何でそんなこと言うと、そばに居る人に自分の感情を見通されるのが怖いんだ。

つまり、恋いをする勇気がない。
「何でまたお酒飲んじゃったの?」ーー不自由になる。
「この女は誰?」ーー携帯まで見られている。
でも、優しい女もさすがにこの世の中居るはずだけど、僕にはこんな人に出会うチャンスがない。

「信じてくれ!」僕も僕の女に優しくそういいたい。
でも、そんな人がまだいない。

楽しくないくせに笑ったりする。
寂しい時も強がったりする。
僕はそういうことがとても上手。
だから、見られるのが怖いんだ。

「なんで?そんな自分になっちゃったの?」そう聞かれるのが怖いんだ。

僕は今の僕のままでいいんだ。

「零崎君、今日って飲みに行かない?」会社の先輩の小百合さんに誘われた。
小百合って名前を見ればわかる。年は30代、夫と別居。
だが、セックーシで、いつも美容院に通っている。
会社のエリートで、男の考えていることもよくわかる。

男のハンターとも言える
こんな女が僕には遠慮しとく。

「今日は親戚の子供がやってくるから、早く家に戻らなきゃ。」

そういえば、これは言い訳じゃない。
小さい頃となりですんでいた吉本家の娘が大学入学でこっちへやってくる。
挨拶というか、おみやげを持ってくるっていうか、親がお見合いをさせられたというか。どちらかわからない。

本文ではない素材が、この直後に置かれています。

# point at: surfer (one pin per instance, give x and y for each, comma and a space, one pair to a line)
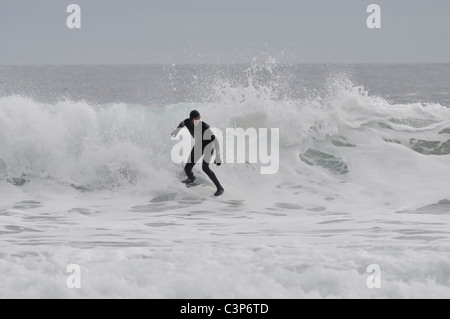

「じゃいいよ。」小百合さんは微笑んでそう答えて来た。

「吉本愛。」気づいてないうちに、この名前を声出したように言い出した。
「何?」小百合さんはたずねた。
「あー別に。ごめん、今日はここで失礼します。」って、残業せず家に帰る。

「吉本愛」こんな娘いたのかい?正直、小さい頃で引っ越した僕は隣の吉本がいつも優しく笑っている吉本おばさんしか記憶には残っていない。

「吉本愛か」今日は気づかれず、この名前何度も繰り返して呼んだ。